Le prime forme di affumicamento ed essiccamento all’aria risalgono ad almeno 14.000 anni fa; ben presto ci si accorse che la carne esposta al fumo del focolare tendeva a conservarsi molto più a lungo di quella fresca, cotta o semplicemente essiccata all’aria: il fumo deposita sulla carne un numero di sottoprodotti della combustione che formano un guscio protettivo in grado di respingere la maggior parte dei batteri nocivi.
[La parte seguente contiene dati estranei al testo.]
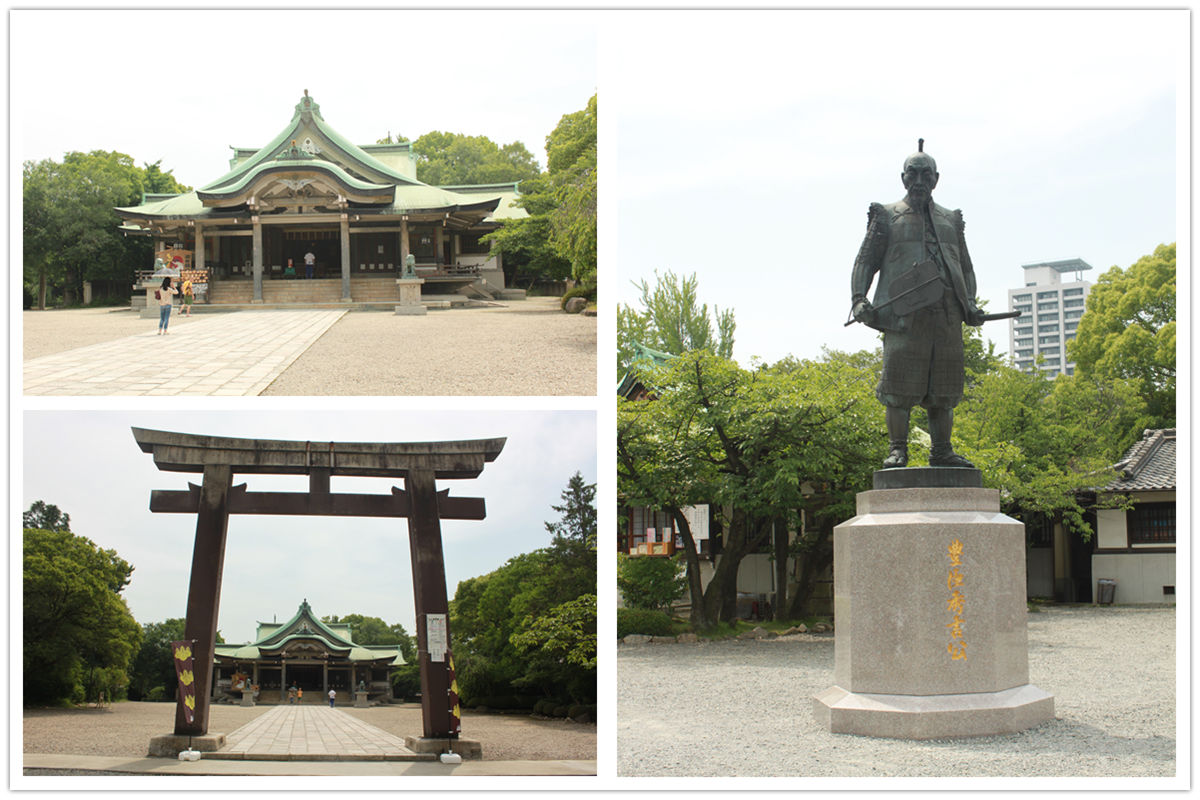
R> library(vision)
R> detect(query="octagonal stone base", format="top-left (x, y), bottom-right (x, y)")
top-left (404, 736), bottom-right (484, 758)
top-left (814, 482), bottom-right (1054, 739)
top-left (812, 684), bottom-right (1054, 739)
top-left (146, 733), bottom-right (224, 758)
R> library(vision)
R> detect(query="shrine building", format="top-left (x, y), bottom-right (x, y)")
top-left (212, 600), bottom-right (406, 703)
top-left (116, 91), bottom-right (528, 306)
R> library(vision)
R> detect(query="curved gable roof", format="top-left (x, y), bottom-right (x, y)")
top-left (206, 90), bottom-right (420, 194)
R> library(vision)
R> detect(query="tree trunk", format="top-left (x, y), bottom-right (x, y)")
top-left (788, 528), bottom-right (833, 619)
top-left (704, 509), bottom-right (770, 622)
top-left (667, 507), bottom-right (712, 628)
top-left (770, 517), bottom-right (787, 622)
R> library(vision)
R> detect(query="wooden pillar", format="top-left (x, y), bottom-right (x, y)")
top-left (175, 464), bottom-right (233, 736)
top-left (342, 213), bottom-right (350, 302)
top-left (251, 217), bottom-right (263, 302)
top-left (404, 470), bottom-right (452, 739)
top-left (192, 222), bottom-right (204, 270)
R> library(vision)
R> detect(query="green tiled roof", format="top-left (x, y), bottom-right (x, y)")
top-left (200, 92), bottom-right (415, 193)
top-left (214, 600), bottom-right (404, 667)
top-left (116, 92), bottom-right (529, 222)
top-left (198, 158), bottom-right (391, 197)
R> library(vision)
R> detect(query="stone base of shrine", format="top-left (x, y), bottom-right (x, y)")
top-left (404, 736), bottom-right (484, 758)
top-left (146, 733), bottom-right (224, 758)
top-left (396, 278), bottom-right (425, 315)
top-left (814, 479), bottom-right (1054, 739)
top-left (812, 684), bottom-right (1054, 739)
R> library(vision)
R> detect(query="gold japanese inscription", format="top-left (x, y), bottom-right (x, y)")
top-left (946, 539), bottom-right (967, 661)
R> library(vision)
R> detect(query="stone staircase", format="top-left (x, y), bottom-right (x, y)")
top-left (209, 277), bottom-right (398, 306)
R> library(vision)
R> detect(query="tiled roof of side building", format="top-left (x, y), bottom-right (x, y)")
top-left (1103, 428), bottom-right (1176, 492)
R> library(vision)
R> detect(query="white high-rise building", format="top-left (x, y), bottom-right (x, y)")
top-left (1008, 258), bottom-right (1092, 375)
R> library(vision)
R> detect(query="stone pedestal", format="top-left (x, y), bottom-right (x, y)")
top-left (404, 736), bottom-right (484, 758)
top-left (396, 278), bottom-right (425, 315)
top-left (814, 468), bottom-right (1054, 739)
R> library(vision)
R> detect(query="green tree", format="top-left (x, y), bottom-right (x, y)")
top-left (130, 616), bottom-right (224, 700)
top-left (413, 131), bottom-right (541, 186)
top-left (130, 618), bottom-right (186, 700)
top-left (617, 350), bottom-right (883, 628)
top-left (511, 594), bottom-right (596, 703)
top-left (1067, 242), bottom-right (1176, 428)
top-left (486, 95), bottom-right (598, 288)
top-left (376, 131), bottom-right (541, 186)
top-left (142, 158), bottom-right (192, 194)
top-left (22, 150), bottom-right (187, 308)
top-left (617, 553), bottom-right (688, 610)
top-left (954, 366), bottom-right (1148, 540)
top-left (450, 474), bottom-right (596, 703)
top-left (22, 528), bottom-right (142, 704)
top-left (545, 473), bottom-right (596, 551)
top-left (617, 270), bottom-right (737, 380)
top-left (20, 500), bottom-right (71, 530)
top-left (320, 614), bottom-right (416, 663)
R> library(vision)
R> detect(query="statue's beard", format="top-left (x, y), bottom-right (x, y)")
top-left (908, 186), bottom-right (934, 206)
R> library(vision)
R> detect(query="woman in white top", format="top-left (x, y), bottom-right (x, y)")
top-left (155, 275), bottom-right (179, 336)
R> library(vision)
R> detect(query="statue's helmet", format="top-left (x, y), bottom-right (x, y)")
top-left (904, 139), bottom-right (937, 173)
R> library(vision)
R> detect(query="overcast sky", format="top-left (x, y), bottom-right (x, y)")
top-left (22, 409), bottom-right (596, 642)
top-left (601, 11), bottom-right (1190, 363)
top-left (8, 8), bottom-right (596, 187)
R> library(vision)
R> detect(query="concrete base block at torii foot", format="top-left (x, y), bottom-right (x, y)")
top-left (404, 736), bottom-right (484, 758)
top-left (814, 468), bottom-right (1054, 739)
top-left (146, 733), bottom-right (226, 758)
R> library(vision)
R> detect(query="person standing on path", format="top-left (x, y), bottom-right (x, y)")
top-left (154, 275), bottom-right (179, 336)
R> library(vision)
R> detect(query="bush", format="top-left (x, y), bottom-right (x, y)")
top-left (617, 553), bottom-right (688, 610)
top-left (558, 284), bottom-right (596, 309)
top-left (390, 664), bottom-right (421, 700)
top-left (617, 608), bottom-right (671, 639)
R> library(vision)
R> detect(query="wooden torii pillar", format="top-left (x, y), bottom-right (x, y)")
top-left (133, 428), bottom-right (505, 740)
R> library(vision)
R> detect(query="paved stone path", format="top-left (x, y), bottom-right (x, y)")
top-left (24, 309), bottom-right (346, 395)
top-left (216, 705), bottom-right (436, 762)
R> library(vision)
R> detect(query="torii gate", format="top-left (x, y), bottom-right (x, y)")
top-left (133, 428), bottom-right (505, 740)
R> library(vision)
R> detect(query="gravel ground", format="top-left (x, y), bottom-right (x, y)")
top-left (20, 307), bottom-right (151, 359)
top-left (263, 297), bottom-right (596, 396)
top-left (617, 607), bottom-right (1176, 777)
top-left (22, 297), bottom-right (596, 396)
top-left (22, 703), bottom-right (596, 760)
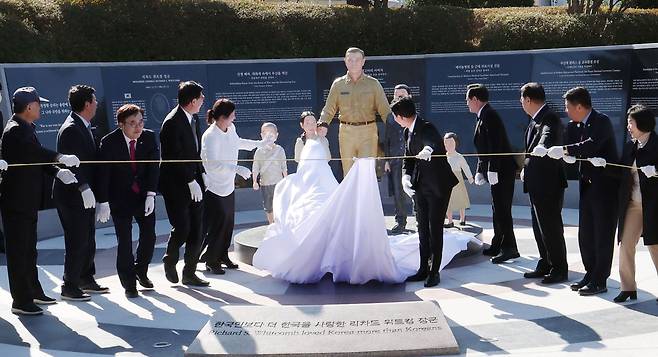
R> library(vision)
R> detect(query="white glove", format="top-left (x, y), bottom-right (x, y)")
top-left (640, 165), bottom-right (656, 178)
top-left (487, 171), bottom-right (498, 186)
top-left (548, 146), bottom-right (564, 160)
top-left (55, 169), bottom-right (78, 185)
top-left (80, 188), bottom-right (96, 208)
top-left (530, 145), bottom-right (548, 157)
top-left (562, 155), bottom-right (576, 164)
top-left (475, 172), bottom-right (487, 186)
top-left (257, 135), bottom-right (274, 149)
top-left (144, 195), bottom-right (155, 217)
top-left (96, 202), bottom-right (110, 223)
top-left (57, 155), bottom-right (80, 167)
top-left (587, 157), bottom-right (607, 167)
top-left (402, 175), bottom-right (416, 198)
top-left (235, 165), bottom-right (251, 180)
top-left (187, 180), bottom-right (203, 202)
top-left (416, 146), bottom-right (434, 161)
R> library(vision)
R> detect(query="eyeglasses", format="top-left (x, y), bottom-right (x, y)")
top-left (123, 120), bottom-right (144, 128)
L’affumicatura è un processo che richiede generalmente 24-48 ore per essere portato a termine. La qualità del legno utilizzato per produrre fumo è fondamentale per il sapore finale: quercia, faggio, ontano, acero, melo e ciliegio sono generalmente legname di prima scelta che impartisce sapori caratteristici agli alimenti (soprattutto alla carne).
L’essiccamento di frutta, carne, pesce e verdure praticata secondo il metodo primitivo utilizza soltanto la luce solare e il vento: il calore generato e una costante brezza secca che scorre tra gli alimenti da conservare favorisce l’espulsione dell’acqua in eccesso e rallenta la decomposizione e la moltiplicazione dei microrganismi nocivi.
SALAGIONE DEGLI ALIMENTI
La salagione può essere efficace quanto l’affumicamento nella conservazione del cibo e spesso costituisce il passo preliminare per un’affumicatura di successo.
Non appena fu elaborato un sistema per l’estrazione dall’acqua di mare o dai suoi giacimenti naturali, il sale si dimostrò incredibilmente efficace nel combattere la proliferazione di batteri e funghi dannosi presenti negli alimenti, eliminando la maggior parte dell’acqua presente nel cibo.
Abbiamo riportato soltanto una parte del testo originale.